NATOは、ウクライナ軍の通信機能などの近代化のために、合わせて1500万ユーロを拠出する
NATO=北大西洋条約機構の首脳会議の首脳会議は4日、イギリス南西部のウェールズで始まり、初日の協議にはロシアとの対立が深まるウクライナのポロシェンコ大統領も招かれ、NATOとの協力強化に向け意見を交わしました。

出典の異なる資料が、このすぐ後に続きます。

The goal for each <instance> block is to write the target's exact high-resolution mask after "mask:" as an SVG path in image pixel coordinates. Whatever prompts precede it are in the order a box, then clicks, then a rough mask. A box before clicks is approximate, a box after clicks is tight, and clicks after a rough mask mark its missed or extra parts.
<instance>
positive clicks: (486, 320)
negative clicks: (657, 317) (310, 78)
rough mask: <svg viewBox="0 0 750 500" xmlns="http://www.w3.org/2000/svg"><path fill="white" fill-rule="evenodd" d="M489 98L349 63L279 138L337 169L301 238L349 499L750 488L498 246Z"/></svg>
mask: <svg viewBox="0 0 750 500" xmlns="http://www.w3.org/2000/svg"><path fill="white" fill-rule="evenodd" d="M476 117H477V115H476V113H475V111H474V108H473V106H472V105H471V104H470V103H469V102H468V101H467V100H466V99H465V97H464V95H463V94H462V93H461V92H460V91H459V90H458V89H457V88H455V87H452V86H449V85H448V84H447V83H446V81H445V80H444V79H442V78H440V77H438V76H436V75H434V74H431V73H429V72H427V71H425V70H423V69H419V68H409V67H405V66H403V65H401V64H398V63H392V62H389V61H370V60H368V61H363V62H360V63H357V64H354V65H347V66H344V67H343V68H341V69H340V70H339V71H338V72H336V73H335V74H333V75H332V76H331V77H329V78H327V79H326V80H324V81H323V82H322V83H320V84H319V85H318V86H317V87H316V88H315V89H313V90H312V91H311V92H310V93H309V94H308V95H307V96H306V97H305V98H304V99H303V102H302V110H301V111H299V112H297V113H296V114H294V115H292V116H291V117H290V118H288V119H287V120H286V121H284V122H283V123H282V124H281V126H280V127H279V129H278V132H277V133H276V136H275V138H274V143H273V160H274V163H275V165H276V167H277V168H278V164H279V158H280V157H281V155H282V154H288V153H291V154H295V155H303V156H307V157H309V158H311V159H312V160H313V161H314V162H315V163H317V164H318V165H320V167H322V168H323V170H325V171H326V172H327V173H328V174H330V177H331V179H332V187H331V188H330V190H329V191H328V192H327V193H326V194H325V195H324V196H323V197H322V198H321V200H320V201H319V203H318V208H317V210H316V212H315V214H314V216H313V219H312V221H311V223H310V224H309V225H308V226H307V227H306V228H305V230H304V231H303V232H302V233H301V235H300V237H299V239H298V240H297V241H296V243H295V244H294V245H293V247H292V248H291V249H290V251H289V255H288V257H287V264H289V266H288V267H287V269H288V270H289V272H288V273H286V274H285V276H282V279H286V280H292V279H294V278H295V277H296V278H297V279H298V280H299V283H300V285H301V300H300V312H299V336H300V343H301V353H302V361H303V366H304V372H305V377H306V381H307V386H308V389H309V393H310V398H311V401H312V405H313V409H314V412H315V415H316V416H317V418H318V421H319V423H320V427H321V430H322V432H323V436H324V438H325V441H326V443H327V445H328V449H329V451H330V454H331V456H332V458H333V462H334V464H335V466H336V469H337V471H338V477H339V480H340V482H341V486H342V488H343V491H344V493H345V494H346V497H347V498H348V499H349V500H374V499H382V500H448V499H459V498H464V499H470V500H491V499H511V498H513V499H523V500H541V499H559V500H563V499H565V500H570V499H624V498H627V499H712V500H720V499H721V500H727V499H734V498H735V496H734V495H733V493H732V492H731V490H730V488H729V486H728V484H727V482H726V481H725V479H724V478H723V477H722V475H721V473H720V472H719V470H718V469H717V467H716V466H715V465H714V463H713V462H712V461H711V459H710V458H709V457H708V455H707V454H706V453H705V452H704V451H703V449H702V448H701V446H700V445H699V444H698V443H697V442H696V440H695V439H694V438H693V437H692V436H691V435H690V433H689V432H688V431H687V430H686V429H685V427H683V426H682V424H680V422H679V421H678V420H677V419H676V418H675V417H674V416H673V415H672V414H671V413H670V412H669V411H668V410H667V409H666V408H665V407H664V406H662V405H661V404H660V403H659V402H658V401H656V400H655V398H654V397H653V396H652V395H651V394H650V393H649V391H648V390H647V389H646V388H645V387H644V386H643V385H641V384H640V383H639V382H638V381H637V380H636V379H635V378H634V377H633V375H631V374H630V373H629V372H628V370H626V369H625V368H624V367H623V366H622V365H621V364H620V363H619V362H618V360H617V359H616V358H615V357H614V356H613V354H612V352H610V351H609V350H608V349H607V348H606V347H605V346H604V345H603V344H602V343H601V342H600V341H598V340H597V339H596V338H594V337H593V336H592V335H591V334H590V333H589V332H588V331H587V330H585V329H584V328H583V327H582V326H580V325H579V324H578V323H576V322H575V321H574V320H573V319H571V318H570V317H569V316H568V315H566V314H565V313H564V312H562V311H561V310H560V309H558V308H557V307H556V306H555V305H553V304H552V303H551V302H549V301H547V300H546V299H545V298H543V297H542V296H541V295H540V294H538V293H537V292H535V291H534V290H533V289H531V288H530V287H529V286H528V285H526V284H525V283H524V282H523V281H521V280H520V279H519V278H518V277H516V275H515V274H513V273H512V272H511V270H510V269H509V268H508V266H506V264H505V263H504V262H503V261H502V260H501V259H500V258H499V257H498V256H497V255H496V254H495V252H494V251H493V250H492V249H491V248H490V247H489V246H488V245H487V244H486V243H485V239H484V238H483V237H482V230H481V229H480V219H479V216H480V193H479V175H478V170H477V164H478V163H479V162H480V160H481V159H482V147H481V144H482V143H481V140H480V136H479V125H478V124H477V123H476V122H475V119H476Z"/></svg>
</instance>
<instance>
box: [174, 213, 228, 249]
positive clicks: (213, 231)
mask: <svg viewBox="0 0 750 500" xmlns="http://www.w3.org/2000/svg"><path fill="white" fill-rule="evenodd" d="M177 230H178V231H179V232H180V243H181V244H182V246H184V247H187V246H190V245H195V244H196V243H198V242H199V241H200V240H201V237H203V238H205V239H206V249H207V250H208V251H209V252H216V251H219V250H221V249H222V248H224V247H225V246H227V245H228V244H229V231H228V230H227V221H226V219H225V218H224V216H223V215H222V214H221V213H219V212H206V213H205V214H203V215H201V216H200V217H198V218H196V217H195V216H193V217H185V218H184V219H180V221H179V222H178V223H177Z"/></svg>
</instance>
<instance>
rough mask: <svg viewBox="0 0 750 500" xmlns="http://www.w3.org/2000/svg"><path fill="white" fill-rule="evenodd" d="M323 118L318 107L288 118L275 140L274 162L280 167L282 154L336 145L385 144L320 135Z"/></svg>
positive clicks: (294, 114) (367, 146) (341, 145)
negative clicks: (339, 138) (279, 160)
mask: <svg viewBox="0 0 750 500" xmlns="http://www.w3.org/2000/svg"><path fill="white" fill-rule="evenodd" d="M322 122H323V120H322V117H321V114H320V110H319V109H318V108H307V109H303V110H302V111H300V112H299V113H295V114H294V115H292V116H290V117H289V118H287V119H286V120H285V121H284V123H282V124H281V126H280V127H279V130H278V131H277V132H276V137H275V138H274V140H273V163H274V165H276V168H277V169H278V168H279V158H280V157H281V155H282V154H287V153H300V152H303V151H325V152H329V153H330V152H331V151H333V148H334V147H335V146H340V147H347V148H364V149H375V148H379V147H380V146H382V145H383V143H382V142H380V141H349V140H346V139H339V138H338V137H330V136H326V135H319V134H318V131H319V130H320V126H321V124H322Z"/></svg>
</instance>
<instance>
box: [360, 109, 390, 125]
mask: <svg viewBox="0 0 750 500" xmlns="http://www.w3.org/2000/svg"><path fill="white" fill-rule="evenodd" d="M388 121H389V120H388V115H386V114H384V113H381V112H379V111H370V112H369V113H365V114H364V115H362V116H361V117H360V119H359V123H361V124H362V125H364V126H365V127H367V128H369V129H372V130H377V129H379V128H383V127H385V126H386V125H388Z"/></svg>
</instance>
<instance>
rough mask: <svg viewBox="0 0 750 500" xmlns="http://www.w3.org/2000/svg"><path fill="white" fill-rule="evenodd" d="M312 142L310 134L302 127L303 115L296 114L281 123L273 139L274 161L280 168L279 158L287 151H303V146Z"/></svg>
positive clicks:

協 議後の記者会見でNATOのラスムセン事務総長は、ロシアが停戦へ向けた行動計画を提案したことに触れながらも、「ロシアは和平の話をしながらも具体的な 行動は1つも取っておらず、むしろ事態を悪化させている」と述べ、不信感をあらわにしたうえで、ロシアに対し、軍をウクライナから撤退させ、親ロシア派の 武装集団への支援をやめるよう求めました。そのうえで、ロシアの脅威にさらされるウクライナを支援する必要があるとして、ウクライナ軍の通信機能などの近代化のために、合わせて1500万ユーロ(日本円でおよそ20億円)を拠出することで合意したことを明らかにしました。
ラスムセン事務総長は「NATOとウクライナの協力関係をさらに深めるためには、ウクライナ軍を改革し、NATOの標準に合わせる必要がある」と述べて、ウクライナを支援していく姿勢を鮮明にしました。